I have an application that produces lines in a log file with a unique UUID in its file name. When the log file grows to a certain size it gets rolled. The files are not updated after they are rolled. Eg:
UUID_MY_FILE.log.2 => This is the oldest file
UUID_MY_FILE.log.1 => This is the second oldest file
UUID_MY_FILE.log => This is the newest file with new log lines being written to it.
What I want to do is: as the logs get rolled and new data added, get the combined content of all the log files into a single document (I will generate an identifiable document ID for each document using the log file's UUID).
What would be the best / optimum way to achieve this? I reckoned I'd better ask for advise here first as probably this scenario might have already been covered previously.
But my own approach which I'm in the middle of testing for feasibility is:
Use the multline codec in the file input plugin that would just read the whole file:
Sorry, I should have mentioned, the files are not big, each file might have a few hundred lines totaling a few hundred KB in size. I would definitely not do this if the files were huge .
The reason why I would like to do this is mainly because of how the app behaves and how users would like to see the data.
In summary, app generates / executes some "events", for each event the small amount of logs will be stored in a group of files as described above (identified by some UUID in the log files' names). So for clarity and ease of use purposes, we just want to put the logs of each event (which just happens to be residing in multiple files) into a single document.
I originally proposed to just tail the log files normally and send the logs line by line, i.e. have one document per log line but was rejected because there would be an un-ideal number of documents showing on Kibana for each of our app's event.
The preference is to have one document per app event - which would make it clearer when looking on Kibana.

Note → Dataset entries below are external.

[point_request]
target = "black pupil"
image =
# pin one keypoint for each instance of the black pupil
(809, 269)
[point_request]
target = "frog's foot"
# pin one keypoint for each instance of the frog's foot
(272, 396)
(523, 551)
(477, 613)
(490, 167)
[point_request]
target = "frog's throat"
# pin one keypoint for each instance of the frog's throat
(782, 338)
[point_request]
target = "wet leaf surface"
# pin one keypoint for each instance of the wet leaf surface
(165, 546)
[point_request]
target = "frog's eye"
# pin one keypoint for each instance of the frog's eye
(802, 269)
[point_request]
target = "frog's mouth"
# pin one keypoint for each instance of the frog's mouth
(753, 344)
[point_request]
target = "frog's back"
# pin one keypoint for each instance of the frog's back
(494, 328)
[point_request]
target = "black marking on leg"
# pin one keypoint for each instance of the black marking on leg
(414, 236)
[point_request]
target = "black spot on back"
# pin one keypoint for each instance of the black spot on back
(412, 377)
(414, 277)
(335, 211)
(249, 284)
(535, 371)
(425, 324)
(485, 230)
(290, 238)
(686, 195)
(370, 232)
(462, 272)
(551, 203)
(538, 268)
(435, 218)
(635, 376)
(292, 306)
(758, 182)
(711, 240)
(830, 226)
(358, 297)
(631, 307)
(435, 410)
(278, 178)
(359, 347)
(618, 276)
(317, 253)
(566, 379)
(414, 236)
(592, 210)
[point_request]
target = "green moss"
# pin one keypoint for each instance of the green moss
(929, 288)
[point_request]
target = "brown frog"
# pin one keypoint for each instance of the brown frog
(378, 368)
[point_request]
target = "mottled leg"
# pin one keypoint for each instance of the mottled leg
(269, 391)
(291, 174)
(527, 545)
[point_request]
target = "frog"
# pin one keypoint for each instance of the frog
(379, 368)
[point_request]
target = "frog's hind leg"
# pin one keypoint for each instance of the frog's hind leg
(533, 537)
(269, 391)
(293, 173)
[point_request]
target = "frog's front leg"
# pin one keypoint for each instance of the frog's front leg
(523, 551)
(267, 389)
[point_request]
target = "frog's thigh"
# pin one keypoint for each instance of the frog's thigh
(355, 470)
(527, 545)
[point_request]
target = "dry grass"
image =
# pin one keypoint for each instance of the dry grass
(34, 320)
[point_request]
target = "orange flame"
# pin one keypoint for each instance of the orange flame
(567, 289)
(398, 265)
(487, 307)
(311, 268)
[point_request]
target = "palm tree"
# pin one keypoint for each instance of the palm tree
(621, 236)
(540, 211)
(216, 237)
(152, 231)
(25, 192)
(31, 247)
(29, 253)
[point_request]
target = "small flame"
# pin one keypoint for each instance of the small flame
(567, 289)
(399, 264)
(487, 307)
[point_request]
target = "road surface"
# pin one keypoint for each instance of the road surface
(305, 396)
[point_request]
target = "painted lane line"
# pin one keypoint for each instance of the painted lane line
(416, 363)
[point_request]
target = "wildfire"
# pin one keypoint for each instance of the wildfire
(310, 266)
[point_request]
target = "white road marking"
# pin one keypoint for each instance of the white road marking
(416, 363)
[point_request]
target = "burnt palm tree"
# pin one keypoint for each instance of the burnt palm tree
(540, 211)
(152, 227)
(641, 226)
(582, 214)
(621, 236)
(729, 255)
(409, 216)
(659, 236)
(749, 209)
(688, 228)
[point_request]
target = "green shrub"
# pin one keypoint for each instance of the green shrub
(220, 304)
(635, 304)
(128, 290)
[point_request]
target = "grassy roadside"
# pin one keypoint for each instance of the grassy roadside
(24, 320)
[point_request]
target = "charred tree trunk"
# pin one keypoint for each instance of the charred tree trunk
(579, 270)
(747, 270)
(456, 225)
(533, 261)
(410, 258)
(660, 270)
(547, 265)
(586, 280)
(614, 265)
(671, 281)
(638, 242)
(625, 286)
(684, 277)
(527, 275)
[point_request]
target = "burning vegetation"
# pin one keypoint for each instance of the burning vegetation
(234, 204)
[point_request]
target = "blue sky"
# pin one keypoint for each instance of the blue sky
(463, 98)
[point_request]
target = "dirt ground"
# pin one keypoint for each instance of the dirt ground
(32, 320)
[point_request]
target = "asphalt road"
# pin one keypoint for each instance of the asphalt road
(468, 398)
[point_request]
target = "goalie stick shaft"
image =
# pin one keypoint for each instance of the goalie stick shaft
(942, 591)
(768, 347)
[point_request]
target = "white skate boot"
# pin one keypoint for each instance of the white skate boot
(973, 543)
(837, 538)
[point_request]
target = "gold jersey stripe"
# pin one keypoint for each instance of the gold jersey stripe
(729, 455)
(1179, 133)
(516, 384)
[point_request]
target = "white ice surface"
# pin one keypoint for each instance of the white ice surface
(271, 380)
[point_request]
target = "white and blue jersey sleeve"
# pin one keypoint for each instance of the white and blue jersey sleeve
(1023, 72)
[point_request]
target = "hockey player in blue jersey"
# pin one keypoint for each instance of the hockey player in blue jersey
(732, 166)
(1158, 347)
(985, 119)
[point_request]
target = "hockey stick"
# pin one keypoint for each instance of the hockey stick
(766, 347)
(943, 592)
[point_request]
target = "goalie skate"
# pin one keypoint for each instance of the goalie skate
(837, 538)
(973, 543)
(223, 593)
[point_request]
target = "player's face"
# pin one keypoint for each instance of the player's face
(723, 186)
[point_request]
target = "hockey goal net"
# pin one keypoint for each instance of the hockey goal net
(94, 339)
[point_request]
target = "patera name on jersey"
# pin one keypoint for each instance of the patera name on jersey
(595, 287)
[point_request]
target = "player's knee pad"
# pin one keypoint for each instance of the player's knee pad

So you click expand a document and you see all the logs related to that particular event generated by the app.
However though, before we get too excited, I can see the order of the events sometimes does not follow the right chronological order which I think is because Elasticsearch persists things asynchronously so when Logstash does the Elasticsearch query some newer log events get returned before the old log events then in the updated "message" field log lines will appear in the wrong chronological order.